Friday, August 6, 2010

Ryan's Karkwa Review

If you listen to enough albums, you'll realize that a lot of them come with certain barriers. Sometimes those barriers come from the musicians themselves, if they've made a really dense or inaccessible album, but usually those barriers come from the listener: you don't like previous work by the artist, or you're not fond of the genre in question, or any of a hundred other reasons. To an extent those barriers are necessary, because there isn't enough time in the day to listen to every song by every artist that comes out, and you have to make decisions on what to listen to and what to skip. If you're not careful, though, those barriers can make you miss something excellent.
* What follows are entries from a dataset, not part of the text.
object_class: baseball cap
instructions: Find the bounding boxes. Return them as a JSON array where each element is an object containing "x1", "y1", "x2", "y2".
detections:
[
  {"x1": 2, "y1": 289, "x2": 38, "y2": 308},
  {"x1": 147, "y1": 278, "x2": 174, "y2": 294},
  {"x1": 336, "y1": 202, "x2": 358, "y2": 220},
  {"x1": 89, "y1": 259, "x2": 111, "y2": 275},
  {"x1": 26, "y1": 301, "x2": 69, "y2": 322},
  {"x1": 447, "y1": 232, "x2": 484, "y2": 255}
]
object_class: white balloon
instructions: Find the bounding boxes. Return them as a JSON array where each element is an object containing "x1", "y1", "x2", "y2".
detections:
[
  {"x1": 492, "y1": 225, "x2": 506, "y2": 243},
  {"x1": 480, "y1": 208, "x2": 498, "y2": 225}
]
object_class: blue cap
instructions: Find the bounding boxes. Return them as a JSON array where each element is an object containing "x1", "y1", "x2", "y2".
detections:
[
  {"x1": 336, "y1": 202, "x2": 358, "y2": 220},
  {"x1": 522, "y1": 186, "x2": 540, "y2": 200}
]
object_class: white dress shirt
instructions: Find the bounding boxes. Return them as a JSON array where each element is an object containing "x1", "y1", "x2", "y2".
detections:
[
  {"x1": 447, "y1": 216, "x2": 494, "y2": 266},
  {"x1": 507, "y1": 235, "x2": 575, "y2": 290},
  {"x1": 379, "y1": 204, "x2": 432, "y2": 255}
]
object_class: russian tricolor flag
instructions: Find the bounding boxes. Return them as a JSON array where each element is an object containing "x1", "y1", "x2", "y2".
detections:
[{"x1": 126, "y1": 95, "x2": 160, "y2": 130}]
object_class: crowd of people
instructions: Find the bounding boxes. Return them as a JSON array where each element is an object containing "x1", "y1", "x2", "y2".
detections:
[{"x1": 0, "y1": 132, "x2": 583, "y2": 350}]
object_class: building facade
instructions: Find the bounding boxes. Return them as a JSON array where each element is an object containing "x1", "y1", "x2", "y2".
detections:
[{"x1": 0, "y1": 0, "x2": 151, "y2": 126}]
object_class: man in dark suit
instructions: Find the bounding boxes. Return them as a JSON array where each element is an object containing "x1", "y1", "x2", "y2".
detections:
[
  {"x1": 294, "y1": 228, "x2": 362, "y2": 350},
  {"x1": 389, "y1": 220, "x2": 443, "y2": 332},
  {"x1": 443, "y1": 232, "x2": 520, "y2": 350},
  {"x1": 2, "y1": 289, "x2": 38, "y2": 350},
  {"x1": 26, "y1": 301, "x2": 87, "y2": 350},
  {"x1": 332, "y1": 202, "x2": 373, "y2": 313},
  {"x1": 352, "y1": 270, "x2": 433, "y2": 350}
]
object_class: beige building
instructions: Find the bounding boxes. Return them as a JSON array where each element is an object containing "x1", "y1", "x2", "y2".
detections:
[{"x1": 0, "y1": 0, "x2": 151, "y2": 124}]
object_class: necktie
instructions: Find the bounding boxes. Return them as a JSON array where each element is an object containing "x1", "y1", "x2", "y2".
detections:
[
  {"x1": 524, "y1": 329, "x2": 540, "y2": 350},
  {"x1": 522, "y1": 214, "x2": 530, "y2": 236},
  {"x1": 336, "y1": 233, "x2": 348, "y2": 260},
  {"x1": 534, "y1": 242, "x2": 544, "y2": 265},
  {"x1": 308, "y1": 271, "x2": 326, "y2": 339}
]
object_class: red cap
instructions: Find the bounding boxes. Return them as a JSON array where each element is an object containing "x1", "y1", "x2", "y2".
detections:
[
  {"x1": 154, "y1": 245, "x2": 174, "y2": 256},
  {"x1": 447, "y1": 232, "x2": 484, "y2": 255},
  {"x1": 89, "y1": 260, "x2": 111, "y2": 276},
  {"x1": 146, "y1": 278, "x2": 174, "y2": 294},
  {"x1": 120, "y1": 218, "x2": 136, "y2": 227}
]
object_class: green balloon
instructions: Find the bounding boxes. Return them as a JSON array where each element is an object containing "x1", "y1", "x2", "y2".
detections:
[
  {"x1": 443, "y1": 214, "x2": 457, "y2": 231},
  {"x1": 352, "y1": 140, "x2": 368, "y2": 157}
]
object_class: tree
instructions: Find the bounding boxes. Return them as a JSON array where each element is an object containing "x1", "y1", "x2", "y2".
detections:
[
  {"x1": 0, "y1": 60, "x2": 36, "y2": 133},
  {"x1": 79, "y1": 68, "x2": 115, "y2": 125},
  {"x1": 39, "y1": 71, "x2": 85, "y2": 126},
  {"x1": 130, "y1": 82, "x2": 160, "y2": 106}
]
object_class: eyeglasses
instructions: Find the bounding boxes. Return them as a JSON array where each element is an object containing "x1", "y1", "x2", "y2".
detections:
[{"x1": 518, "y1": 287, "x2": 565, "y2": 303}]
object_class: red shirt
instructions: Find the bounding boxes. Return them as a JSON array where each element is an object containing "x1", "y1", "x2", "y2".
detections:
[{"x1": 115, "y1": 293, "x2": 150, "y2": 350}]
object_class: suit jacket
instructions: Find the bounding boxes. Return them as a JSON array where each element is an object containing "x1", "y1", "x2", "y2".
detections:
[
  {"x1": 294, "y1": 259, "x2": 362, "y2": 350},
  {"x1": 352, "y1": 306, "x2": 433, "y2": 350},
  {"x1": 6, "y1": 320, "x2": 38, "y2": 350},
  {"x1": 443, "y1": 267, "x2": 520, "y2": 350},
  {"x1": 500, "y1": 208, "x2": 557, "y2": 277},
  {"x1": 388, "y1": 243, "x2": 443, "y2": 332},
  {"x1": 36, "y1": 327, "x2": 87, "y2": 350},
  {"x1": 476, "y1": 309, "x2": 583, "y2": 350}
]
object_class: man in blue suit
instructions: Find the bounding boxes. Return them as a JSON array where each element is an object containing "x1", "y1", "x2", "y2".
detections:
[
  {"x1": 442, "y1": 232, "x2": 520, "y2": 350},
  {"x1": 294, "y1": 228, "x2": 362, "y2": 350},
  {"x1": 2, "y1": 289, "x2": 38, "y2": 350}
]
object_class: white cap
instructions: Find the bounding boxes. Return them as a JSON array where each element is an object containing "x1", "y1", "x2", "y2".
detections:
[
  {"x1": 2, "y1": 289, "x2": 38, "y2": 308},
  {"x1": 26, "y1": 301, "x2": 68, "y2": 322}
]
Karkwa's Les Chemins de Verre arrived in the review queue this week, with a fairly big barrier in front of it: the album's in French, and I don't speak the language much beyond what I learned in Grade 9 French class. This is a bit compounded by the fact that I'm at heart a lover of lyrics, and so the part of the album I most want to dissect is the one that's inaccessible to me.

Thankfully, though, it doesn't matter. Les Chemins de Verre is a good enough album that it doesn't merely climb over any language barrier you might have, it leaps over it in a single bound. From the opening track, Le pyromane, it's got you, giving you enough to keep listening while leaving enough unsaid that you're hanging on every chord change and transition in the album. From there, we go on a bit of a musical odyssey – through tracks like Marie te pleures, Les Enfants de Beyrouth, and Au-dessus de la tete de Lilijune, Karkwa explores several different genres and styles in a way that shows that they're familiar with all of them, and yet each one still has a distinctive stamp on them – you still know you're listening to a Karkwa song with each one.


It's an album with a lot of layers to it – I've been listening to it all week, and I still feel like I've only scratched the surface with it. And, while it's layered, it's still very accessible – you could jump into it with a single quick listen and still get a lot out of it. But trust me, with that single quick listen, you're going to want to come back for more.